Protocol #1bis : Preparation of Tbf1 and Tbf2 buffers
For 200 mL of culture:
Preparation of 80 mL of Tbf1 Buffer
KAc 1M | 2.4 mL |
MnCl2 0.5M | 8 mL |
KCl 1 M | 8 mL |
CaCl2 0.1M | 8 mL |
Gly 80% | 15 mL |
H2O | 38.6 mL |
Preparation of 8 mL of Tbf2 Buffer
NaMOPS 0.2M | 400 µL |
CaCl2 0.1M | 6 mL |
KCl 1 M | 8 mL |
Gly 80% | 1.5 mL |
KCl 1M | 80 µL |
H2O | 500 µL |
Protocol #2 : Transformations
Plasmids transformation
- Add 20 ng {of plasmid to 100 μL of competent cells thawed in ice
- Incubate 30-45 min in ice
- Thermal shock : put tubes in the Thermomixer at 42°C for 2 min
- Incubate 5 min in ice
- Add 900 μL {of LB
- Incubate 1 hour at 37°C with agitation
- Spread 100 μL on LB limp (with antibiotic)
Ligation transformation
- Add 20 ng of ligation product to 100 μL of competent cells thawed in ice
- Incubate 30-45 min in ice
- Thermal shock : put tubes in the Thermomixer at 42°C during 2 min
- Incubate 5 min in ice
- Add 900 μL of LB
- Incubate 1 hour at 37°C with agitation
- Centrifuge 5 min at 5000 rpm
- Eliminate 850 μL of medium
- Spread 150 μL on LB limp (with antibiotic)
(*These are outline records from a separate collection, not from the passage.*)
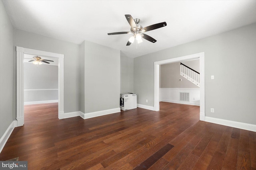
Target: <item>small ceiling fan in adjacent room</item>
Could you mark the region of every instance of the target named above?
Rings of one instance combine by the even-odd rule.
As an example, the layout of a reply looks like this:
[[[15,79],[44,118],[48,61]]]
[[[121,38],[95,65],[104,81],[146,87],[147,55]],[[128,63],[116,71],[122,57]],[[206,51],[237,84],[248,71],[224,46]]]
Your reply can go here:
[[[44,62],[47,64],[50,64],[50,63],[48,62],[47,61],[50,61],[52,62],[54,62],[54,61],[52,60],[46,60],[44,59],[42,59],[41,57],[39,57],[38,56],[34,56],[33,57],[33,59],[32,60],[30,60],[30,61],[28,61],[28,62],[31,62],[33,61],[33,64],[42,64],[42,62]],[[25,58],[27,59],[27,58]]]
[[[140,21],[139,19],[135,18],[134,19],[130,15],[125,15],[124,16],[126,20],[127,20],[129,24],[131,26],[130,32],[118,32],[108,33],[108,35],[133,34],[133,35],[129,39],[126,45],[130,45],[131,44],[134,42],[135,39],[136,39],[137,42],[139,44],[142,42],[142,38],[146,39],[153,43],[155,43],[156,42],[156,40],[151,37],[142,33],[167,25],[166,23],[163,22],[148,26],[146,27],[143,27],[141,25],[138,24]]]

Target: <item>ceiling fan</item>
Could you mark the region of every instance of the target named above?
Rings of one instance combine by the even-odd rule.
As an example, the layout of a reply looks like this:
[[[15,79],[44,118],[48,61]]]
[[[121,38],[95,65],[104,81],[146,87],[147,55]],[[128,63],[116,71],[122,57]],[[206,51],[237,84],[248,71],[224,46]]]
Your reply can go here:
[[[156,42],[156,40],[146,34],[142,33],[160,28],[167,25],[166,23],[163,22],[144,27],[138,24],[140,21],[139,19],[135,18],[134,19],[130,15],[124,15],[124,16],[129,24],[131,26],[130,32],[118,32],[108,33],[108,35],[133,34],[133,35],[129,39],[126,45],[130,45],[132,43],[134,42],[135,39],[136,39],[138,43],[140,43],[142,42],[142,38],[153,43],[155,43]]]
[[[30,61],[28,61],[28,62],[31,62],[33,61],[33,64],[42,64],[42,62],[44,62],[47,64],[50,64],[50,63],[48,62],[47,61],[51,61],[52,62],[54,62],[54,61],[52,60],[46,60],[44,59],[42,59],[41,57],[39,57],[38,56],[34,56],[33,57],[33,59],[32,60],[30,60]]]

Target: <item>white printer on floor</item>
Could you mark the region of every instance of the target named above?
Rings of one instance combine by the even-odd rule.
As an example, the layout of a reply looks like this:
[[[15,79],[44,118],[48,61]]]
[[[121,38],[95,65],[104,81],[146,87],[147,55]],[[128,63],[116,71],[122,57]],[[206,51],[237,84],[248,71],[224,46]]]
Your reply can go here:
[[[132,93],[120,94],[120,108],[125,111],[137,108],[137,94]]]

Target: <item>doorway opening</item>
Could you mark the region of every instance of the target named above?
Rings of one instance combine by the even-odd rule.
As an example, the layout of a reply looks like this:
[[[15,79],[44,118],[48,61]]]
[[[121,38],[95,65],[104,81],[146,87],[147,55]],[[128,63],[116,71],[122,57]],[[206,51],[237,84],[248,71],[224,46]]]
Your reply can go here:
[[[154,110],[160,110],[159,88],[160,77],[159,67],[160,65],[176,63],[193,59],[199,59],[200,83],[200,120],[205,121],[205,95],[204,95],[204,53],[200,53],[191,55],[176,57],[154,63]]]
[[[58,109],[58,59],[43,57],[44,61],[38,62],[36,57],[24,54],[24,123],[40,121],[44,110],[53,106]],[[58,119],[58,109],[54,111],[50,115]]]
[[[58,118],[64,118],[64,55],[20,47],[16,51],[16,119],[17,126],[24,124],[24,55],[38,55],[44,57],[58,59]]]

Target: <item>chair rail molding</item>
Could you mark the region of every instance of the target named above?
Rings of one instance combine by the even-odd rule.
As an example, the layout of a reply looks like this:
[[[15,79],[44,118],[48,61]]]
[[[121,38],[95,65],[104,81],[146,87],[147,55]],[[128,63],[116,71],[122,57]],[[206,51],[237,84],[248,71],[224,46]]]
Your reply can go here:
[[[64,113],[64,55],[16,47],[16,117],[17,126],[24,125],[24,54],[40,55],[58,58],[58,113],[60,119]]]

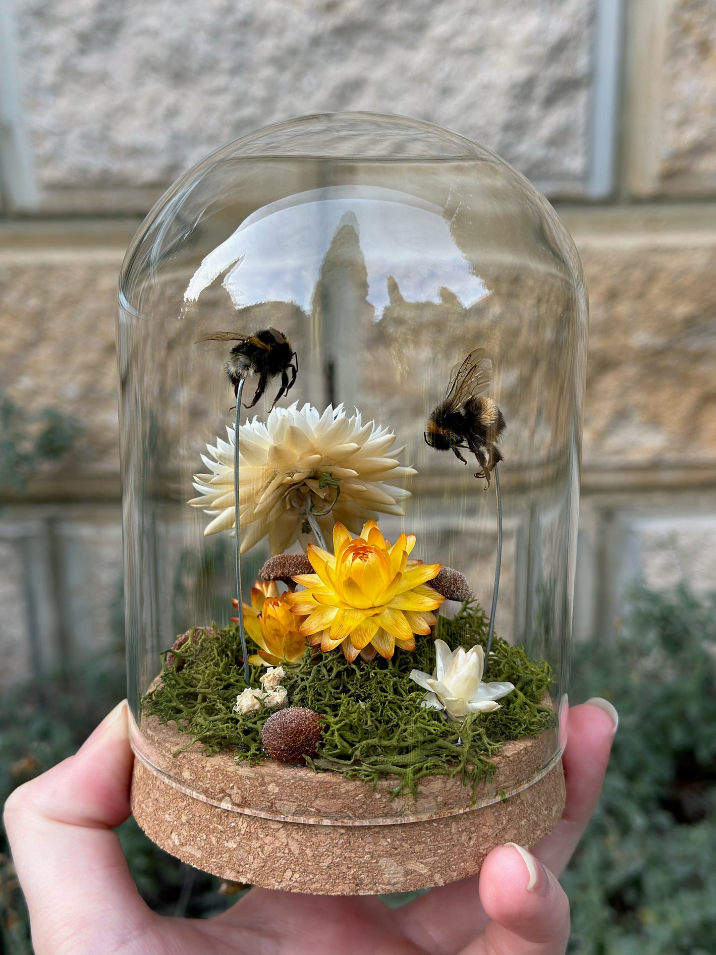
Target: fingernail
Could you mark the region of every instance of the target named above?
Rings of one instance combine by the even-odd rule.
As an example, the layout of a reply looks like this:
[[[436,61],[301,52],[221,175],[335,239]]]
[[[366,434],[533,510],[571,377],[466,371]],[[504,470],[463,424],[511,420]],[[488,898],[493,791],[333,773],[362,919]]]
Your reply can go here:
[[[79,749],[84,750],[84,748],[89,746],[90,743],[95,743],[101,736],[104,736],[109,730],[112,730],[113,727],[119,725],[121,720],[124,718],[124,710],[126,706],[126,700],[122,700],[121,703],[117,703],[115,709],[107,713],[99,726],[93,730]]]
[[[609,700],[602,699],[601,696],[593,696],[591,700],[587,700],[587,703],[593,707],[599,707],[600,710],[603,710],[607,716],[609,716],[612,723],[614,723],[614,729],[612,730],[612,736],[614,736],[619,726],[619,713],[613,704]]]
[[[509,845],[512,846],[513,849],[516,849],[522,857],[522,861],[527,866],[527,871],[530,875],[530,881],[527,883],[527,891],[534,892],[536,895],[540,896],[549,895],[552,891],[552,882],[544,867],[537,862],[532,853],[523,849],[521,845],[517,845],[516,842],[505,842],[505,845]]]

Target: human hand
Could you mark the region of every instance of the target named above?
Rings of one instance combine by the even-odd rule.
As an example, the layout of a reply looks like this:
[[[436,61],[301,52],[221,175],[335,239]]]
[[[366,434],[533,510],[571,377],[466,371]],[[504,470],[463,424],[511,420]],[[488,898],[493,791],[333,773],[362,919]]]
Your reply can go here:
[[[400,909],[371,896],[255,888],[221,915],[191,920],[146,905],[112,832],[130,815],[133,753],[121,703],[75,755],[6,803],[36,955],[559,955],[569,902],[557,879],[599,799],[612,711],[590,701],[569,711],[566,807],[533,853],[498,846],[478,876]]]

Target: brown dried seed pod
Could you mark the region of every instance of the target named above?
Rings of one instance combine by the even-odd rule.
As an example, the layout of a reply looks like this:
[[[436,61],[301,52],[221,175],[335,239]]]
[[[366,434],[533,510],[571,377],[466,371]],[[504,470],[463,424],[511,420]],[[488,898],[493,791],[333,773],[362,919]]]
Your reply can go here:
[[[178,657],[176,654],[172,653],[172,650],[180,650],[184,644],[189,642],[189,639],[193,636],[194,643],[197,644],[199,641],[203,640],[205,637],[218,637],[219,634],[216,630],[212,629],[210,626],[193,626],[190,630],[182,633],[180,636],[172,644],[172,649],[166,655],[166,665],[171,669],[174,667],[175,660],[177,661],[177,666],[175,669],[179,672],[183,669],[184,661],[181,657]]]
[[[323,732],[325,717],[307,707],[288,707],[273,713],[263,724],[263,749],[280,763],[300,763],[313,756]]]

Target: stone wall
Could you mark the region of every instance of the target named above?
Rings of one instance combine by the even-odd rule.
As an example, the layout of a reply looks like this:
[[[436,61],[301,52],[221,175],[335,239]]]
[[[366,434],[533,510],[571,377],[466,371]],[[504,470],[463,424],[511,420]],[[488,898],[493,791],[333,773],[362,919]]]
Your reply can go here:
[[[312,111],[473,137],[545,189],[575,237],[591,303],[578,637],[619,626],[638,577],[716,586],[716,13],[633,0],[610,32],[617,8],[5,8],[0,383],[28,414],[59,407],[82,431],[0,501],[0,684],[118,626],[114,320],[139,217],[207,151]]]

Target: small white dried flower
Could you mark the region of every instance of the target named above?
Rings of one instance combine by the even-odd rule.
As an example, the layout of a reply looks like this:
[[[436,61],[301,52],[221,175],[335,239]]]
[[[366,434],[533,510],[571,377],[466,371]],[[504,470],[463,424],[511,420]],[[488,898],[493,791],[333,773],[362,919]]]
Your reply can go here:
[[[272,710],[274,707],[286,706],[288,703],[288,693],[285,687],[277,687],[276,690],[271,690],[263,693],[262,699],[263,700],[263,705]]]
[[[263,676],[259,678],[259,682],[265,690],[276,690],[277,687],[281,686],[281,681],[284,676],[285,670],[283,667],[269,667]]]
[[[424,707],[445,710],[451,720],[464,720],[469,713],[499,710],[496,700],[515,690],[512,683],[483,683],[485,651],[476,645],[469,650],[451,650],[444,640],[435,641],[435,672],[411,671],[411,679],[427,690]]]
[[[234,712],[241,713],[242,716],[258,712],[261,710],[263,695],[261,690],[254,690],[252,687],[248,687],[237,696]]]

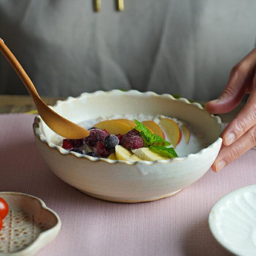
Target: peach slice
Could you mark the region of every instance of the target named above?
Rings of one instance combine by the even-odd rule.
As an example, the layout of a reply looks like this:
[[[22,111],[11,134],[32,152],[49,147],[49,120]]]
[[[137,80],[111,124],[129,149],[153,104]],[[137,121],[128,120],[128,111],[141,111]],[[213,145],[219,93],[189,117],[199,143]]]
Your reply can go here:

To make negative control, follow the same procedure but without adding plasmids and spreading 300 μL
Protocol #3 : Cloning protocol for IDT sequences
Resuspension
Resuspend gBlocks Gene fragment to a final concentration of 10 ng/µL in TE or AE (elution buffer).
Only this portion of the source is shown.